1. Monitor overfitting: If training loss decreases but test loss increases, you're overfitting.
2. Compare models: Run the base model and fine-tuned model on the same test set.
3. Evaluate quality: Use the test set for LLM-as-judge evaluation after training.

For small datasets (<1,000 examples), use 80/20 split. For large datasets (>10,000), 90/10 or even 95/5 is fine.

Stratified Splitting

If your data has categories (e.g., legal, medical, financial), use stratified splitting to ensure each category is proportionally represented in both train and test sets. Random splitting might put all rare categories in the training set, leaving the test set unrepresentative.

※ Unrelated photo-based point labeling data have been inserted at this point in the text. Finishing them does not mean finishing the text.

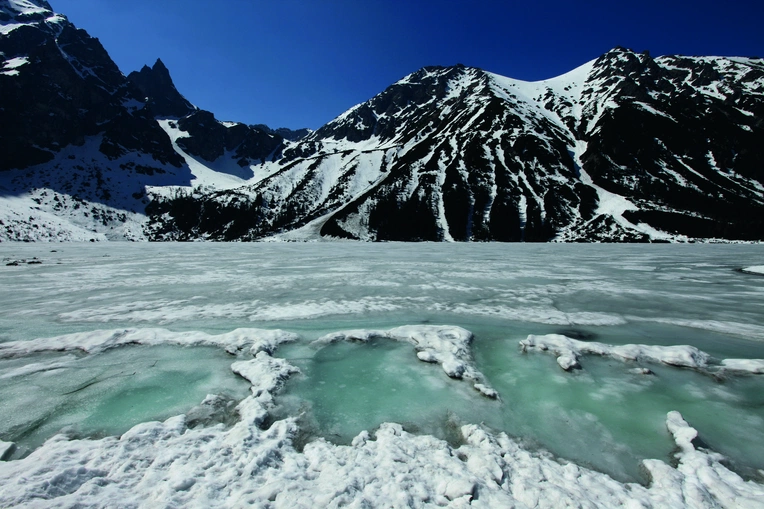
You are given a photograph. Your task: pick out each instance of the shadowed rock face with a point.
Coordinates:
(158, 89)
(210, 139)
(626, 148)
(67, 88)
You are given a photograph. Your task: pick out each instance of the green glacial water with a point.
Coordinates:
(604, 416)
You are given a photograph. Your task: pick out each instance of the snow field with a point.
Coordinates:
(168, 464)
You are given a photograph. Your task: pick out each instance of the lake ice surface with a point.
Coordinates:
(607, 416)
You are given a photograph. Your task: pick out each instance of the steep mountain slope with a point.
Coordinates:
(624, 148)
(80, 143)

Final Validation Checklist

1. Format check: All examples parse correctly (valid JSON, correct fields).
2. Template check: Print 5 formatted examples and visually verify special tokens.
3. Length check: No examples exceed max_seq_length after tokenization (or you accept truncation).
4. Balance check: Category distribution is reasonable.
5. Leakage check: No test examples appear in the training set (check by hash).
6. Dedup check: No duplicates within or across splits.
7. Sanity check: Read 20 random examples end-to-end. Would you be happy if the model produced these responses?

The "golden rule" of fine-tuning data: Every example in your training set should be an example you'd be proud to show as your model's output. If you wouldn't want the model to produce a particular response, don't include it in training. The model will learn to imitate exactly what you show it.